ただ、抗原検査はPCR検査と比べると精度が低いと言われており、PCR検査と組み合わせて使用することが必要となる。抗原検査とはどのようなものなのか。同キットを開発した富士レビオとはどのような企業なのか。

抗原抗体反応を利用

抗原は細菌やウイルスのほか、花粉、卵、小麦などの生体に免疫反応を引き起こす物質を指す。一方、抗原と対をなす抗体は、体内に入った抗原を体外に排除するために作られるたんぱく質をいう。抗原と抗体は特異的に結合する性質がある。

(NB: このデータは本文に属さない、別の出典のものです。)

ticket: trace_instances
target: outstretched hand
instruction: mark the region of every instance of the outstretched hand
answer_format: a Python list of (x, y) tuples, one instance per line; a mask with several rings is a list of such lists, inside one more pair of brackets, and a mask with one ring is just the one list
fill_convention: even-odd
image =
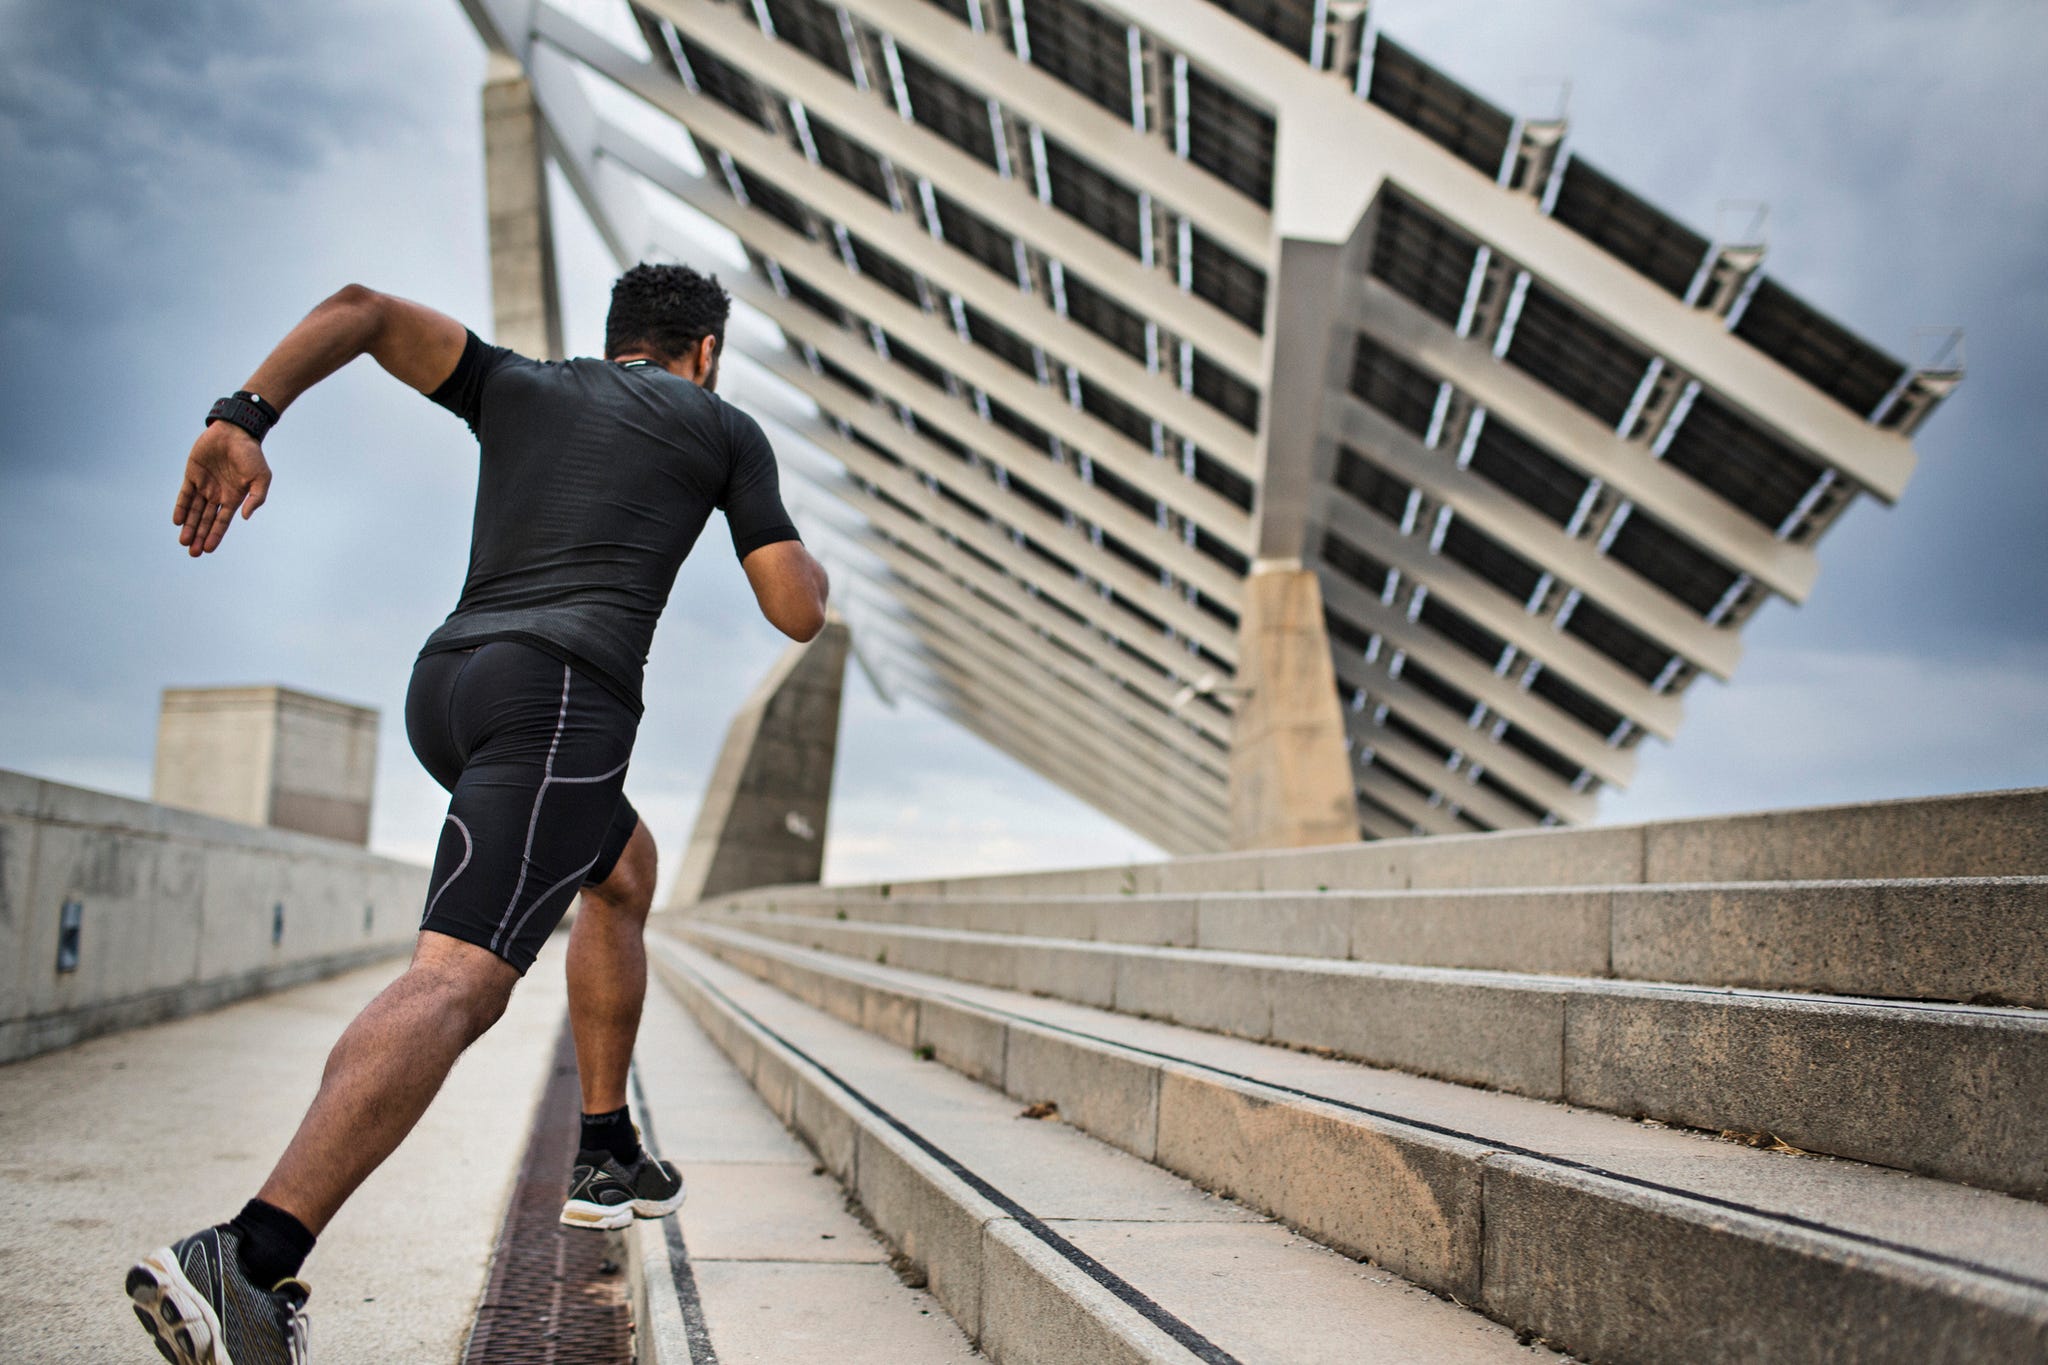
[(197, 559), (219, 548), (221, 537), (242, 509), (247, 521), (270, 495), (270, 463), (256, 438), (233, 422), (215, 422), (199, 433), (185, 460), (185, 482), (171, 521), (178, 543)]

今回の抗原検査キットは、あらかじめウイルスの抗体を検査容器などに固定しておき、 検査物に含まれるウイルスの抗原を反応させ、さらにこれに酵素などで印をつけた抗体を結合させ発色させることで、抗原を検出する酵素免疫測定法などの技術を用いて開発した。

特別な検査機器が必要なく、 簡単に短時間で検出結果を得ることができるのが特徴で、すでにインフルエンザウイルス、 B型肝炎ウイルスなどでも診断キットとして活用されている。

現在、新型コロナウイルスの検査に用いられているPCRは、ウイルスの遺伝子を増やして陰陽性の判断を行う仕組みのため、専用の機器が必要で結果が得られるのに数時間かかる。これに対し抗原検査だと短時間で判断ができるものの、精度が低いため陰性となった場合でもPCRと組み合わせて検査を行う必要がある。

7月にはH.U.グループホールディングスに社名を変更

富士レビオ(東京都新宿区)は感染症や腫瘍、生活習慣病などの臨床検査薬の製造、販売や輸出入を手がける企業で、1950年に富士臟器製薬として創業し、1966年に世界初の梅毒検査製品「梅毒HA抗原(TPHA)」を発売した。

1983年に社名を富士レビオに変更し、同年に東京証券取引所市場第二部に、1987年には同第一部市場に上場した。2000年には医薬品事業を売却し、臨床検査薬の製造、販売に経営資源を集中した。

2005年に受託臨床検査事業などを手がけるエスアールエル(東京都新宿区)と経営統合し、持ち株会社のみらかホールディングス<4544>を発足。これに伴い、中核事業会社として富士レビオは再スタートを切った。

さらに、みらかホールディングスは医療領城にとどまることなく、広くヘルスケア領城への業容拡大を狙いに、2020年7月に社名をHealthcare for youを表すH.U.グループホールディングスに変更する。